Suzanne Carter leads a group of death penalty opponents in a rally at the Vigo County Courthouse in Terre Haute, Ind., Monday, March 17, 2003.
A decorated Gulf War veteran who claimed his exposure to Iraqi nerve gas caused him to rape and kill a female soldier was executed by injection Tuesday at a federal prison.

Louis Jones Jr., 53, died by injection at the U.S. Penitentiary near Terre Haute after President Bush and the U.S. Supreme Court refused his two final requests that they intervene.

Jones was the third person — after Oklahoma City bomber Timothy McVeigh and drug kingpin Juan Garza — put to death by the federal government since it resumed executions in 2001 after a 38-year suspension.

Jones, who had no prior criminal record, admitted kidnapping 19-year-old Pvt. Tracie Joy McBride from Goodfellow Air Force Base in San Angelo, Texas, raping her and beating her to death with a tire iron. His attorneys said exposure to the gas caused severe brain damage that led him to kill.

As the execution time neared, about a dozen death penalty opponents held a candlelight vigil near the prison. No death penalty supporters were present.

A sign leaning against a fence in front of the group said, "The tragic irony: As we rush recklessly to war with Iraq we are killing a veteran of the first Gulf War."

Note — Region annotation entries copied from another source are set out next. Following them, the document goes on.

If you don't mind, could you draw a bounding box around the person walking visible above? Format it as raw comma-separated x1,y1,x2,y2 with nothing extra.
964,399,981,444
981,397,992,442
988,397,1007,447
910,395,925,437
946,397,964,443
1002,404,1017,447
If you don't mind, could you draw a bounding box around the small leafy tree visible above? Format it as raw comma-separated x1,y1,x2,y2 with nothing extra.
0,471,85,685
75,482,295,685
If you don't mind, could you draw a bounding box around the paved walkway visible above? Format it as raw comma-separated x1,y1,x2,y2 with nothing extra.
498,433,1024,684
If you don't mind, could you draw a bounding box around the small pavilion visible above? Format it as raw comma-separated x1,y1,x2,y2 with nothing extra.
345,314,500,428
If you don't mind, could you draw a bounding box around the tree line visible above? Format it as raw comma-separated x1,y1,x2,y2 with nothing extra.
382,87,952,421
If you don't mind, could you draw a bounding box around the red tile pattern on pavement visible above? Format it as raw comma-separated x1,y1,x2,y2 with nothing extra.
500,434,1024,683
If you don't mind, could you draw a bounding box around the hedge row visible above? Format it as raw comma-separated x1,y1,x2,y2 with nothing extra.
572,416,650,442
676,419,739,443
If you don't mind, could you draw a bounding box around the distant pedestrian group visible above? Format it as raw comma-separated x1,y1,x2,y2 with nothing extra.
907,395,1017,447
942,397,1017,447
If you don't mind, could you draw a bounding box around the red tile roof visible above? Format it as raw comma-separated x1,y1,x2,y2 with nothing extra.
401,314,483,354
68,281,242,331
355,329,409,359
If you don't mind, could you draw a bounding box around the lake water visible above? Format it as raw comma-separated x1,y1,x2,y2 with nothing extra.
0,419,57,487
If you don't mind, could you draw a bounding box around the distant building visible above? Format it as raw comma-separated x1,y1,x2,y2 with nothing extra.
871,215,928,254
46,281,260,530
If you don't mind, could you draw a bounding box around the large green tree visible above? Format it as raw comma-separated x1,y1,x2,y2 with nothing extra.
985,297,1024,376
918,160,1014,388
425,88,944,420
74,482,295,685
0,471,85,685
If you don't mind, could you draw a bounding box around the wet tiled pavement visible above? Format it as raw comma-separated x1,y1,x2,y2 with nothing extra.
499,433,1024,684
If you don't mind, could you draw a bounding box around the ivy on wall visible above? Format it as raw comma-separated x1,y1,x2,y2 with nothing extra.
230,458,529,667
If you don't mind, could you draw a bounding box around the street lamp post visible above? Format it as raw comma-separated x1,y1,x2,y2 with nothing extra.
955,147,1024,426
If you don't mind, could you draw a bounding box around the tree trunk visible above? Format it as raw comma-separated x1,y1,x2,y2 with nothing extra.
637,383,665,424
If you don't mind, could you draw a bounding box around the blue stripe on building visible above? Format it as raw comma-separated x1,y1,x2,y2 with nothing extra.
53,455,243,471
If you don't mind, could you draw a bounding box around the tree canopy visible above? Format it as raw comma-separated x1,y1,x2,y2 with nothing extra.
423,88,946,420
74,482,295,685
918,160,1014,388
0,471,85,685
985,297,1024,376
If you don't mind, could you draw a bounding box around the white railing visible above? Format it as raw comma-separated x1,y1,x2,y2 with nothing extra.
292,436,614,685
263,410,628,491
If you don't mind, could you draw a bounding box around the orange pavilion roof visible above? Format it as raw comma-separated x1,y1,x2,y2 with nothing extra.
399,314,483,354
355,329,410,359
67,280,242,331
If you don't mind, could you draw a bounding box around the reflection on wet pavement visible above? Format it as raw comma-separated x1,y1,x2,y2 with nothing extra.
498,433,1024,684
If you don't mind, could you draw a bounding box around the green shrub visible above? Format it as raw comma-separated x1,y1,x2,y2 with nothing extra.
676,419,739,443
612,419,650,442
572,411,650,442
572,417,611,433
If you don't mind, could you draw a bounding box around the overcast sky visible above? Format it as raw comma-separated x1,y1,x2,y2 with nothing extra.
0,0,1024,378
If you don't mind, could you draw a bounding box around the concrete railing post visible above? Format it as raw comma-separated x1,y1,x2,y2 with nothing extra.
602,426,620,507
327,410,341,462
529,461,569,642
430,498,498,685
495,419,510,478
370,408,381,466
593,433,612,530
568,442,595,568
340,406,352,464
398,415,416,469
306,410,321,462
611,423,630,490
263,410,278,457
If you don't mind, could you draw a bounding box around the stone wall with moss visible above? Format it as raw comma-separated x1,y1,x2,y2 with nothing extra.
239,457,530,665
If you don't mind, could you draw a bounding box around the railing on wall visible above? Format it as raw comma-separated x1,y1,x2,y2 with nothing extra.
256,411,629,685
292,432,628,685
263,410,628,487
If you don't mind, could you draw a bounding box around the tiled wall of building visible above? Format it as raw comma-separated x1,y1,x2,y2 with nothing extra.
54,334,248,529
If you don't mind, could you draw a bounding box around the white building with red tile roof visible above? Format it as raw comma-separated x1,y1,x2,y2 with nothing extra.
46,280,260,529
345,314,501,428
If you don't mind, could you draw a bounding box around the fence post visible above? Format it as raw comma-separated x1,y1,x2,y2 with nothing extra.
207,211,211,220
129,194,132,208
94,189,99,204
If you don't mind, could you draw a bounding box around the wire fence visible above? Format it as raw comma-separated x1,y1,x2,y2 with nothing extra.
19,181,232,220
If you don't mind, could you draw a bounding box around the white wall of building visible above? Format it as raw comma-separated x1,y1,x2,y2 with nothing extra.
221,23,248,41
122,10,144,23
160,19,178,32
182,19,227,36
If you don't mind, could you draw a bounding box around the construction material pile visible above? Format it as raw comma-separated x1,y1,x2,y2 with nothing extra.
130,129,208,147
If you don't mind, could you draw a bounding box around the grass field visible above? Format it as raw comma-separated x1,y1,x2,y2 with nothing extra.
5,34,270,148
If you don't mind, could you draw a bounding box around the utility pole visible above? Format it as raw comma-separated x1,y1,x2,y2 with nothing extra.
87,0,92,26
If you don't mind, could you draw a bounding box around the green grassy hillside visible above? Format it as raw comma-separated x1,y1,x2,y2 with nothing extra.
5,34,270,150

The White House and the high court refused Monday to block the execution after reviewing Jones' nerve gas claims. White House officials declined to explain the president's decision, and the court did not comment.

Attorney Timothy Floyd said his client had been hopeful as he awaited word on whether President Bush would consider his request to commute his death sentence to life in prison.

"He was really remarkably strong and I think at peace with whatever happens. I attribute that to his deep faith — I think that's sustained him through this," Floyd said before Mr. Bush's decision was announced.

Federal prosecutors and McBride's family in Centerville, Minn., opposed Jones' clemency request, pointing to evidence of his aggressive behavior before the Gulf War, including four incidents in which he beat up co-workers or fellow soldiers.

"There were several thousand troops in the same war, and I have yet to hear of any one of them coming home, kidnapping, raping and violently murdering a young lady, said her father, Jim McBride.

Following his Gulf War service, Jones was promoted to master sergeant and honored with a Meritorious Service Award. Jones killed McBride two years after his honorable discharge from the Army.